# Understanding Asymmetric Numerical Systems (ANS, specifically rANS)

ANS is a family of entropy codes developed by Jarek Duda (2009-2014) that offers:
- High compression efficiency (similar to arithmetic coding)
- High speed (often faster, especially on modern CPUs)

Core Concept:
- Maps symbols to states (integers)
- Encodes these states

Variants:
1. tANS (tabled ANS)
   - Used for static probability distributions
   - Relies on precomputed tables

2. rANS (range ANS)
   - Flexible for adaptive probabilities
   - More suitable for dynamic Transformer outputs

Encoding Process (rANS):
- Distributes integers (states) across symbols based on probabilities
- Selects new state based on old state and symbol probability
- Encodes state into bits (typically LIFO order)

Decoding Process (rANS):
- Reads bits to reconstruct state
- Uses probability distribution and current state
- Determines which symbol was encoded

In [1]:
import torch
import torch.nn as nn
import torch.nn.functional as F
import numpy as np
from datasets import load_dataset


Load Dataset

In [2]:
num_proc = -1 # CPUs go brrrr
ds = load_dataset('commavq/commavq.py', data_dir='./commavq', trust_remote_code=True)

In [3]:
# ds['i'] is the ith data shard
# ds['i'][x] is the x video (1 minute long / 1200 frames) in data shard 'i'
# ds['i'][x]['path'] is the path to the video file


tokens = []
examples = 1  # len(ds['0'])
for i in range(examples):
    t = np.load(ds['0'][i]['path'])
    t = torch.from_numpy(t)
    tokens.append(t)

tokens = torch.cat(tokens, dim=0)
tokens.shape


torch.Size([1200, 8, 16])

Create Static Probability Model 

In [5]:
# Calculate global token frequencies
unique_tokens, counts = torch.unique(tokens, return_counts=True) # unique_tokens is sorted

# Calculate probabilities
total_tokens = tokens.numel()
probabilities = counts.float() / total_tokens

# Create probability matrix [token_id, probability]
# Original token IDs are integers. Convert unique_tokens to float for stacking.
probability_matrix = torch.stack((unique_tokens.float(), probabilities), dim=1)

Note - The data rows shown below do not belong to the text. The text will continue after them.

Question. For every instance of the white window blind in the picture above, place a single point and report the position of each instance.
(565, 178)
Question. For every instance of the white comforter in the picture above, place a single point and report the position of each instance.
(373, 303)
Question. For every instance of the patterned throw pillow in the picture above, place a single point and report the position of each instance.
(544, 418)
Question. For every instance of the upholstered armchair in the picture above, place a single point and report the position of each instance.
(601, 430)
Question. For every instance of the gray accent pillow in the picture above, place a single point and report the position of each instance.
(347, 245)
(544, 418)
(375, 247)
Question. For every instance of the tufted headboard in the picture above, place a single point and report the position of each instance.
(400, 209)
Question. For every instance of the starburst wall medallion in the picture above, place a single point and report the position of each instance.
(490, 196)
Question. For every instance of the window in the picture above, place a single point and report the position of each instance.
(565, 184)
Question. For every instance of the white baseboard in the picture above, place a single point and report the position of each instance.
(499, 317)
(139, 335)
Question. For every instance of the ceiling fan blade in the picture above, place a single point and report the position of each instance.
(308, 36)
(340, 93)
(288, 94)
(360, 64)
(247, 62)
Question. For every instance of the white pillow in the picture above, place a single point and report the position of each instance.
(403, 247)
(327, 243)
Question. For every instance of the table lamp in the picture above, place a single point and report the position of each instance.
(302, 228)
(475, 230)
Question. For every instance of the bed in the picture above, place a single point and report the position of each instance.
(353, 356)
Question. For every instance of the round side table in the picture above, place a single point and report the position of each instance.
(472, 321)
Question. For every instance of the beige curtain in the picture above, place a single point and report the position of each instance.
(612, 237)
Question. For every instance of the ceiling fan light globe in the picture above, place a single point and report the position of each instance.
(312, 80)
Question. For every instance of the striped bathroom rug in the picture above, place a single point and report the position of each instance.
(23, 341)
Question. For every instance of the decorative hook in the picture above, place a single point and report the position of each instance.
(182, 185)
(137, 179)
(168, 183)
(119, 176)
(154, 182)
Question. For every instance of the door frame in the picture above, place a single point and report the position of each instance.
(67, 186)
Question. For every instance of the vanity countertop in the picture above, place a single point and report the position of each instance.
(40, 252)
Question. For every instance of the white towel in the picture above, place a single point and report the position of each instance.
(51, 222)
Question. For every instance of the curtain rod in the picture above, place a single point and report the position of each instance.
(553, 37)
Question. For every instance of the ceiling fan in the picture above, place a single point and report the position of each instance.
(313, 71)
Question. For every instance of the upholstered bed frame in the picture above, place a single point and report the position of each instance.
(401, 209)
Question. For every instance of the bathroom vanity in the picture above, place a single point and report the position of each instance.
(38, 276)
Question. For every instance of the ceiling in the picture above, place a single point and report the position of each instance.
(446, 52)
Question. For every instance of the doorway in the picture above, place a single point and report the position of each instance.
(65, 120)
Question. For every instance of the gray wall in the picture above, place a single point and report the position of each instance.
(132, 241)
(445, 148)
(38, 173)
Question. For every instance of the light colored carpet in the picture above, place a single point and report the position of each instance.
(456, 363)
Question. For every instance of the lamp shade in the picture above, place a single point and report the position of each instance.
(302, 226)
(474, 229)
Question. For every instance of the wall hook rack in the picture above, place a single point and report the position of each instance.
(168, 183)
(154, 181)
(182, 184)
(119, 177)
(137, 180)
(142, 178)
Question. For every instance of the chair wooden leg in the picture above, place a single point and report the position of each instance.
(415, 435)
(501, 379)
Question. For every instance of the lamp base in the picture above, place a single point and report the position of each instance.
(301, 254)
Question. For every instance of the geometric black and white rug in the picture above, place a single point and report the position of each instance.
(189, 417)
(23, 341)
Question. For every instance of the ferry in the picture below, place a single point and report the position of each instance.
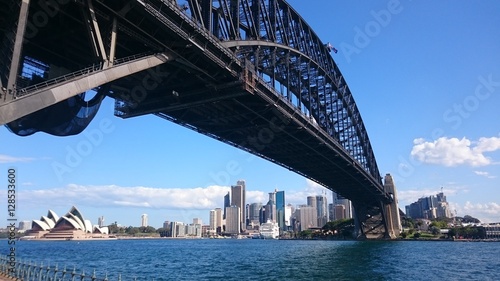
(269, 230)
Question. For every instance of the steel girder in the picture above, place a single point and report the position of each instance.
(291, 58)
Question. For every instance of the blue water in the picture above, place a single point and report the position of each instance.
(248, 259)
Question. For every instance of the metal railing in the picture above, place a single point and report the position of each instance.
(29, 271)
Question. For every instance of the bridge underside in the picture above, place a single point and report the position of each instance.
(199, 84)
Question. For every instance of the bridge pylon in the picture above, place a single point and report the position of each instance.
(379, 222)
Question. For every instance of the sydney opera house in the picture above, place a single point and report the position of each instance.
(68, 227)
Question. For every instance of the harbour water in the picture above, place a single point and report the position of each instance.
(250, 259)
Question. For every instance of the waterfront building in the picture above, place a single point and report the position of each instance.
(227, 203)
(270, 208)
(144, 220)
(100, 221)
(306, 217)
(280, 209)
(215, 226)
(24, 226)
(194, 230)
(238, 199)
(254, 214)
(233, 220)
(431, 207)
(269, 230)
(70, 226)
(322, 210)
(288, 217)
(178, 229)
(340, 212)
(340, 200)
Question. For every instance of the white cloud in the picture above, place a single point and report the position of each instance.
(453, 151)
(152, 197)
(484, 174)
(11, 159)
(485, 212)
(139, 196)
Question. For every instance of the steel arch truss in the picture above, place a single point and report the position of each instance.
(291, 58)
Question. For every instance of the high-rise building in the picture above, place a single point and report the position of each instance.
(431, 207)
(306, 217)
(288, 217)
(339, 212)
(340, 200)
(233, 220)
(144, 220)
(270, 214)
(178, 229)
(227, 203)
(215, 226)
(280, 209)
(322, 210)
(253, 213)
(24, 226)
(238, 199)
(100, 221)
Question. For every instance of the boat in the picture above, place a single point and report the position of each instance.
(269, 230)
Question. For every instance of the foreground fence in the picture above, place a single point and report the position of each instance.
(28, 271)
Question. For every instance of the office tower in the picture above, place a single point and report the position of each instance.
(238, 199)
(144, 220)
(253, 213)
(212, 222)
(280, 209)
(243, 202)
(100, 221)
(431, 207)
(215, 226)
(339, 212)
(178, 229)
(24, 226)
(322, 210)
(288, 217)
(311, 201)
(340, 200)
(306, 217)
(227, 203)
(233, 220)
(270, 214)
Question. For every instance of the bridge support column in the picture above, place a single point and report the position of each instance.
(17, 50)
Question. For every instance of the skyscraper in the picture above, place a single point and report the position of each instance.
(215, 221)
(100, 221)
(144, 220)
(322, 210)
(306, 217)
(227, 203)
(346, 203)
(238, 199)
(280, 209)
(233, 220)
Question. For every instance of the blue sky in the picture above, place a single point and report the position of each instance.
(425, 76)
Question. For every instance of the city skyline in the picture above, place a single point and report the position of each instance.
(427, 90)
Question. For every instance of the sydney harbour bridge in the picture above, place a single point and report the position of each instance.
(250, 73)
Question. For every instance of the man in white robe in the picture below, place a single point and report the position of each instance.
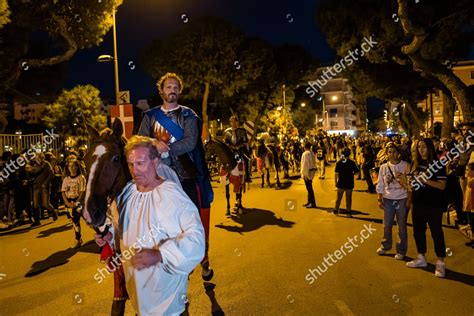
(160, 232)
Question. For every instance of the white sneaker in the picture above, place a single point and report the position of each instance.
(440, 271)
(381, 251)
(420, 262)
(399, 256)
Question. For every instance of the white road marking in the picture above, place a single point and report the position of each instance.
(343, 308)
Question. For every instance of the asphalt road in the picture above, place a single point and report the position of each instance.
(261, 261)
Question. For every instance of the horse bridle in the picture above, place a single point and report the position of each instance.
(109, 196)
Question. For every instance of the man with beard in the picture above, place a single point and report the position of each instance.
(177, 133)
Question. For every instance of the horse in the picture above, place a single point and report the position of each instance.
(232, 171)
(108, 174)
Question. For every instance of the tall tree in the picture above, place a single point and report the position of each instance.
(72, 109)
(210, 54)
(284, 68)
(65, 26)
(440, 31)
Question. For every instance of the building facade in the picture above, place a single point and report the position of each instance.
(340, 114)
(464, 70)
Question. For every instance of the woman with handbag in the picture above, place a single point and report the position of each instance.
(428, 204)
(395, 199)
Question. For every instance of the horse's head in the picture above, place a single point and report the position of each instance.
(107, 172)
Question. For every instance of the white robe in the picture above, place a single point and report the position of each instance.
(166, 219)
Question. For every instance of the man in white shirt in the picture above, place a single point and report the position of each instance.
(308, 170)
(160, 226)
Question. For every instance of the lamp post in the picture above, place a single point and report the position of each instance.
(107, 58)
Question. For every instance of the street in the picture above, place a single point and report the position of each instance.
(261, 261)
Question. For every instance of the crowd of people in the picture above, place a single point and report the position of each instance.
(426, 175)
(398, 170)
(36, 190)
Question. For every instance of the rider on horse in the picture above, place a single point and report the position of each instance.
(177, 130)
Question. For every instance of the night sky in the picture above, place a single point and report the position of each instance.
(141, 21)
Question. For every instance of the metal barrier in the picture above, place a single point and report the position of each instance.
(17, 143)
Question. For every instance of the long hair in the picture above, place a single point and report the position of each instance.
(431, 152)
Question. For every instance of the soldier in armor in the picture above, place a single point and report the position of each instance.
(236, 138)
(177, 130)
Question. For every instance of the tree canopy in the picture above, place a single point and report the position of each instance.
(64, 26)
(444, 29)
(73, 109)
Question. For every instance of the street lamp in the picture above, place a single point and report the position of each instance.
(107, 58)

print(f"Total unique tokens: {probability_matrix.shape[0]}") # Use matrix shape
print(f"Total tokens in the dataset: {total_tokens}")
print("Probability model (token_id: probability):")
# For brevity, let's print the first 10 and last 10 if the model is large
# Create items list for printing, from the sorted probability_matrix
items = []
for i in range(probability_matrix.shape[0]):
    token_id = int(probability_matrix[i, 0].item()) # Convert token_id back to int for display
    prob = probability_matrix[i, 1].item()
    items.append((token_id, prob))

if len(items) > 20:
    for token_id, prob in items[:10]:
        print(f"  {token_id}: {prob:.6f}")
    print("  ...")
    for token_id, prob in items[-10:]:
        print(f"  {token_id}: {prob:.6f}")
else:
    for token_id, prob in items:
        print(f"  {token_id}: {prob:.6f}")

Total unique tokens: 1019
Total tokens in the dataset: 153600
Probability model (token_id: probability):
  0: 0.000742
  1: 0.000540
  2: 0.002103
  3: 0.000378
  4: 0.003542
  5: 0.000312
  6: 0.000560
  7: 0.000156
  8: 0.000384
  9: 0.000553
  ...
  1014: 0.001803
  1015: 0.000957
  1016: 0.001126
  1017: 0.001510
  1018: 0.001133
  1019: 0.000807
  1020: 0.000176
  1021: 0.001211
  1022: 0.000794
  1023: 0.000885